Again I think this is simplistic. I suspect it is a justification on both the part of Stroustrup and Cline to only teach C++ is a way that students are locked into C++, not able to separate the essential concepts from arcane structures in C++. Certainly I agree that teachers must motivate students as to why what they are learning is important. Teachers are often afflicted with the ‘curse of knowledge’, that is assuming that others understand what they are talking about, but often they don’t have the background. Students should always be questioning “Why am I bothering to learn this?” That is a good question to ask.
Abstract (and thus computational) thinking should be taught from the earliest stages.
Fixing C — well, no!
“Clearly some problems could be avoided if some of the C heritage was rejected.
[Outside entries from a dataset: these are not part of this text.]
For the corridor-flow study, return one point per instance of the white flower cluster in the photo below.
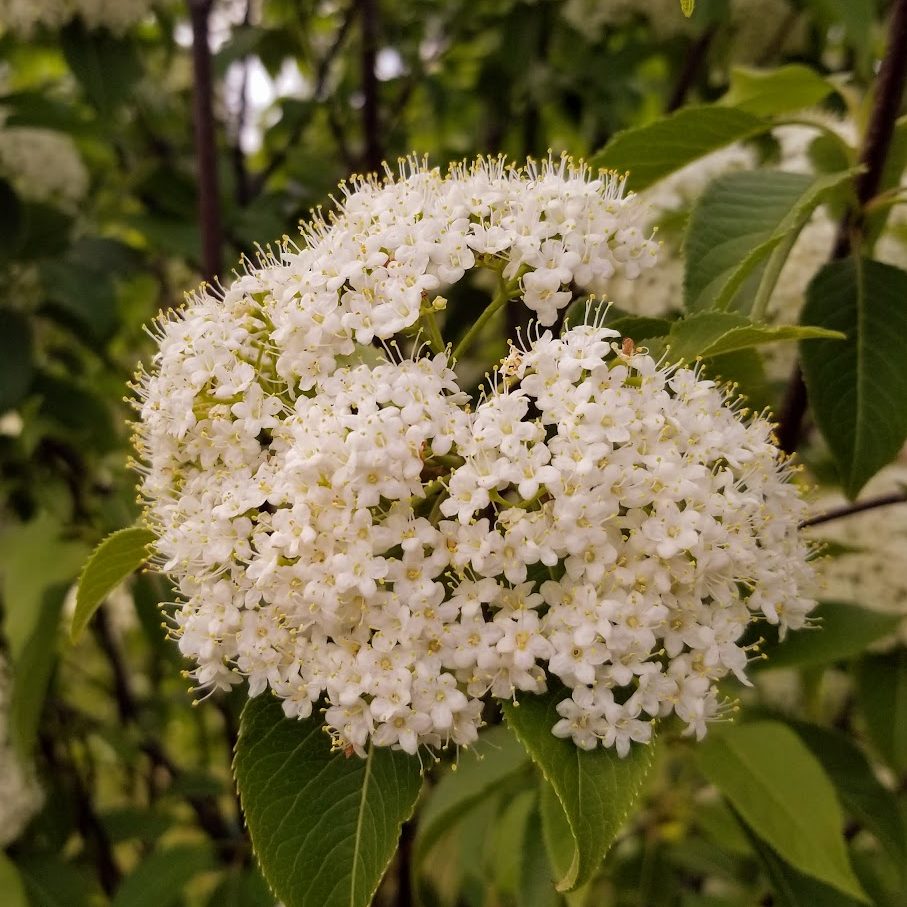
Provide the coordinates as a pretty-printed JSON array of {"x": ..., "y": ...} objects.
[
  {"x": 43, "y": 166},
  {"x": 344, "y": 527},
  {"x": 869, "y": 567},
  {"x": 20, "y": 795},
  {"x": 25, "y": 16}
]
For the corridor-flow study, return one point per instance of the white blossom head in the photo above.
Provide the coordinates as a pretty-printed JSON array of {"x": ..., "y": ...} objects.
[
  {"x": 43, "y": 166},
  {"x": 349, "y": 529}
]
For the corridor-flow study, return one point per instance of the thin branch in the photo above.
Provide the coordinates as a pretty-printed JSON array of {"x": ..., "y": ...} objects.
[
  {"x": 696, "y": 56},
  {"x": 371, "y": 126},
  {"x": 240, "y": 170},
  {"x": 322, "y": 71},
  {"x": 205, "y": 140},
  {"x": 885, "y": 500},
  {"x": 876, "y": 144}
]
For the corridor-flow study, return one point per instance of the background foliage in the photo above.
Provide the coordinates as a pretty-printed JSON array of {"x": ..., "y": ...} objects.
[{"x": 113, "y": 788}]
This was not done because (1) there are millions of lines of C code that might benefit from C++, provided that a complete rewrite from C to C++ were unnecessary; (2) there are hundreds of thousands of line of library and utility software written in C.” (1986 page 5)
First there is the admission that there are problems, actually many problems in the C language. But the justification of not doing more to remove these problems means (as Alan Kay says) the old is just perpetuated, and programmers fail to understand what is good about the new, they just keep using the old. This means that programmers remain locked into the past, rather than helped to move forward. The only moving forward in C++ results in even more lock in. The millions of lines in C is testament to the lock-in factor of C, that is lock in to details that programs should be released from by a language. K&R say that C is a low-level language in both 1st and 2nd Edition:
“C is a relatively “low level” language. This characterization is not pejorative; it simply means that C deals with the same sort of objects that most computers do, namely characters, numbers, and addresses.”
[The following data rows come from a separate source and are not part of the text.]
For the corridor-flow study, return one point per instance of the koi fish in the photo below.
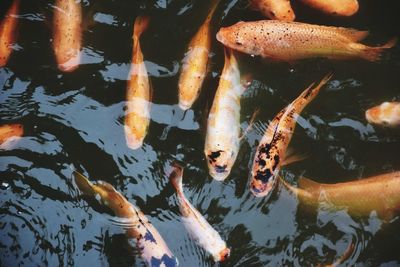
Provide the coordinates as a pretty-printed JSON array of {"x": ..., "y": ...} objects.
[
  {"x": 8, "y": 131},
  {"x": 379, "y": 193},
  {"x": 199, "y": 229},
  {"x": 152, "y": 246},
  {"x": 270, "y": 154},
  {"x": 289, "y": 41},
  {"x": 8, "y": 33},
  {"x": 194, "y": 68},
  {"x": 138, "y": 92},
  {"x": 223, "y": 125},
  {"x": 67, "y": 33},
  {"x": 387, "y": 114},
  {"x": 275, "y": 9},
  {"x": 334, "y": 7}
]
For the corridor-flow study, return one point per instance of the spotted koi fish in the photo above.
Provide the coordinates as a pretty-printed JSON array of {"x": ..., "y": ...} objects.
[
  {"x": 138, "y": 92},
  {"x": 334, "y": 7},
  {"x": 387, "y": 114},
  {"x": 199, "y": 229},
  {"x": 152, "y": 246},
  {"x": 223, "y": 125},
  {"x": 290, "y": 41},
  {"x": 271, "y": 151},
  {"x": 275, "y": 9},
  {"x": 194, "y": 68},
  {"x": 8, "y": 33},
  {"x": 67, "y": 31}
]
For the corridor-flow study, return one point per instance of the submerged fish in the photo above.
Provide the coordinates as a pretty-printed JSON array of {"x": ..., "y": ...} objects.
[
  {"x": 387, "y": 114},
  {"x": 67, "y": 23},
  {"x": 379, "y": 193},
  {"x": 195, "y": 63},
  {"x": 289, "y": 41},
  {"x": 138, "y": 92},
  {"x": 152, "y": 246},
  {"x": 334, "y": 7},
  {"x": 223, "y": 125},
  {"x": 275, "y": 9},
  {"x": 199, "y": 229},
  {"x": 271, "y": 151},
  {"x": 8, "y": 33},
  {"x": 8, "y": 131}
]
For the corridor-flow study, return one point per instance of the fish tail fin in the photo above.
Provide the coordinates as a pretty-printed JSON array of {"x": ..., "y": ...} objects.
[
  {"x": 175, "y": 177},
  {"x": 84, "y": 184},
  {"x": 375, "y": 53}
]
Not just low level, but a primitive coding language dressed up with some structured syntax, while still retaining non-structured facilities. Computers deal with characters (mainly in textual strings) and numbers because they are common to most applications, so processors include special hardware for performance. However, addresses are internal to a machine, and programmers should not be required to think of addresses, except perhaps for the lowest levels (although even there it is debatable).
Many people mistakenly think or claim that C is a high-level language. This is confusing syntax that resembles structured syntax with high-level programming. C is far more oriented to machine-level programming than it is to problem-oriented programming.
Stroustrup: “The base language, the C subset of C++ is designed so that there is a very close correspondence between its types, operators, and statements and the objects computers deal with directly: numbers, characters, and addresses.”
This thinking is the wrong way around. Computers were built with units to handle numbers and characters (strings) because that is what is needed in applications. Even these are not intrinsic to computers — they are included because that is what applications and programming need. C and C++ look at this upside down and cater to the machine rather than the problem. C and C++ make programming subservient to the machine — it should be the other way around. Refer to Barton’s paper above.